Testata: Il Foglio Data: 08 settembre 2022 Pagina: 1 Autore: Giulio Meotti Titolo: «Quanti bambini, Israele! Ne fa più dei vicini islamici e di tutti i paesi avanzati. Un modello felice, libero e ottimista»
Riprendiamo dal FOGLIO di oggi, 08/09/2022, a pag. 1, l'analisi di Giulio Meotti dal titolo 'Quanti bambini, Israele! Ne fa più dei vicini islamici e di tutti i paesi avanzati. Un modello felice, libero e ottimista'.
Giulio Meotti
Roma. Il compianto presidente israeliano Shimon Peres aveva un sogno: fare di Israele “la Corea del sud del medio oriente”. Una tigre moderna, democratica, high tech, occidentalista. E moderna, democratica, high tech e occidentalista Israele lo è, ma su un aspetto i due paesi non potrebbero essere più diversi: i bambini. La Corea del sud ha appena raggiunto un record mondiale: ha il più basso tasso di natalità mai registrato (0,81). Lo stato ebraico, invece, ha il record di nascite fra i paesi dell’Ocse: 3,01. “Gli ebrei sono come tutti gli altri, solo che sono di più”, è un detto attribuito a Lionel Blue (o forse a Isaiah Berlin). Israele ha tutte le caratteristiche associate al bassissimo tasso di fertilità che si registra ovunque in occidente e che spingono Elon Musk a parlare come della “più grande minaccia alla civiltà”: alti livelli di istruzione tra le donne, alti livelli di urbanizzazione, alti livelli di reddito. Eppure, dagli anni 90 Israele ha iniziato una svolta unica. Il suo tasso di fertilità è iniziato ad aumentare.

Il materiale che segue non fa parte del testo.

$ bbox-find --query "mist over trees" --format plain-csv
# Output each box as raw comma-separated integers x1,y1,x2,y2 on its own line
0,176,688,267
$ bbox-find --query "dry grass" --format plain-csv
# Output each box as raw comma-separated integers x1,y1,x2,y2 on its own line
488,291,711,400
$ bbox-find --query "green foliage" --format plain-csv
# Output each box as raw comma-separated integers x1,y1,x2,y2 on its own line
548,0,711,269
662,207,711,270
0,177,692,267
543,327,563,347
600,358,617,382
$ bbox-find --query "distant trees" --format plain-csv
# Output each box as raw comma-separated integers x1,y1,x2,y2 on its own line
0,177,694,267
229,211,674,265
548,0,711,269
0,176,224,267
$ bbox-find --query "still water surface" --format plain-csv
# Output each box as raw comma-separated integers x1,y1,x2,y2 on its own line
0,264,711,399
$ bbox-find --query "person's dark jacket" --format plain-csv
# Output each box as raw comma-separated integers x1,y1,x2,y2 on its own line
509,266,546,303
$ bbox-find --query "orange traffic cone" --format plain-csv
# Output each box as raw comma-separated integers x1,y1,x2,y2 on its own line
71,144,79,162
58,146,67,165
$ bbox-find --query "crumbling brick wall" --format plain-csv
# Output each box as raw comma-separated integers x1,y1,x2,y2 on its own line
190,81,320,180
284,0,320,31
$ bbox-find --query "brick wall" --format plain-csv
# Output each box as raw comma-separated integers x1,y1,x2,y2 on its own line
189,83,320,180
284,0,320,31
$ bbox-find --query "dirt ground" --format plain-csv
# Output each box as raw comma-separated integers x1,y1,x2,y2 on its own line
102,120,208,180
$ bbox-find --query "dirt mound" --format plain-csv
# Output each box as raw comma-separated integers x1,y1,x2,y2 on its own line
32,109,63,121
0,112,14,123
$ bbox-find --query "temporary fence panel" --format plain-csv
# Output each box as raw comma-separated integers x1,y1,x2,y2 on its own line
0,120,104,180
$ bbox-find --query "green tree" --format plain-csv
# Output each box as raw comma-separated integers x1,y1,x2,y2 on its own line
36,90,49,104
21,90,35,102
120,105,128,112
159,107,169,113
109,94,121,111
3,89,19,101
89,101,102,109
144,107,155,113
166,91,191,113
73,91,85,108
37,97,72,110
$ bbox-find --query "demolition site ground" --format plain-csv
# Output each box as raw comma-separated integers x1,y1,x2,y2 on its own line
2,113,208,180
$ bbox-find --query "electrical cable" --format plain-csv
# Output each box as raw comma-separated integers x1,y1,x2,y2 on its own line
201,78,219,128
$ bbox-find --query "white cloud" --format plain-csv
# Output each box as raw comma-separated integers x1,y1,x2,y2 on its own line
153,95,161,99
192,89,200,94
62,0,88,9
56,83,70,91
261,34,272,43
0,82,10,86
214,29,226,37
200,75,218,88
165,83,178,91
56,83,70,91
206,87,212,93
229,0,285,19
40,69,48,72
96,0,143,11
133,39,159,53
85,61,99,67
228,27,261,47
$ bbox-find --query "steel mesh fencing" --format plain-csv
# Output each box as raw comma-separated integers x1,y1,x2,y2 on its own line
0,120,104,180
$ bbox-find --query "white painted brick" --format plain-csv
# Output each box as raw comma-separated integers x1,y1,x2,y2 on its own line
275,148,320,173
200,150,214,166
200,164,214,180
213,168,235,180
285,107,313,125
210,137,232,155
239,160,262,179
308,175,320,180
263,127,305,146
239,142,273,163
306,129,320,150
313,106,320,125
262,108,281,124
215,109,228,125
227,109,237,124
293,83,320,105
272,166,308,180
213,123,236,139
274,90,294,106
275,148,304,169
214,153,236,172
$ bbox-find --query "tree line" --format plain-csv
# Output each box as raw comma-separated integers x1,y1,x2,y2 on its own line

Nessun altro paese dell’Ocse, nessun altro paese con un’economia completamente sviluppata, ha un tasso superiore a 2,0. All’inizio degli anni 80, anche la donna iraniana aveva più del doppio dei figli dell’israeliana media; oggi è il contrario. La demografia è destino per tutti, ma per gli ebrei ancora di più. “Il tasso di natalità degli arabi israeliani è diminuito mentre quello degli ebrei israeliani è aumentato”, racconta l’Economist. A livello globale i musulmani hanno il più alto tasso di fertilità di qualsiasi gruppo religioso, secondo il Pew Research Center. Eppure anche questo tasso è diminuito, da 4,3 nel 1995 a 2,9 nel 2015. Ciò rende ancora più sorprendente l’aumento del tasso di natalità degli israeliani. Gli ebrei ortodossi hanno un tasso di fertilità di 6,6. Ma la natalità israeliana è unica per un altro aspetto: i laici israeliani fanno più figli di qualunque altro laico in occidente. Il congedo per i genitori israeliani non è generoso. Né l’assistenza all’infanzia è più abbondante che in altri paesi occidentali. “Alcuni sostengono che gli ebrei israeliani facciano più bambini perché prevedono un futuro più roseo: Israele è tra i primi dieci paesi al mondo nella classifica dell’Onu dei paesi più felici”, scrive l’Economist. “Un altro motivo potrebbe essere che lo stato incoraggia la procreazione di bambini”. Ma c’è un altro aspetto ancora: “In Israele la struttura familiare tradizionale è ancora forte. In Francia e Gran Bretagna più della metà dei bambini nasce fuori dal matrimonio. In Israele il dato è sotto il dieci per cento”. A differenza di venti anni fa, quando gli ebrei laici nell’area di Tel Aviv potevano avere uno o al massimo due bambini, oggi il loro numero è tre o quattro. In una generazione, Israele sarà più popolato della Svezia o dell’Olanda e in grado di mettere in campo un esercito più grande della Bundeswehr tedesca.
Michel Houellebecq ha di recente pubblicato un articolo sulla demografia, in cui ha visto i sintomi della crisi. Ha parlato di un “suicidio della modernità”. Ma Israele sconfessa la prognosi di Houellebecq. Nel Medioevo, i re di Polonia incoraggiarono gli ebrei a stabilirsi sul loro territorio in modo da contribuire alla prosperità economica e alle entrate della corona. Si può sperare che la storia si ripeta in chiave demografica. All’occidente serve un po’ di spirito israeliano.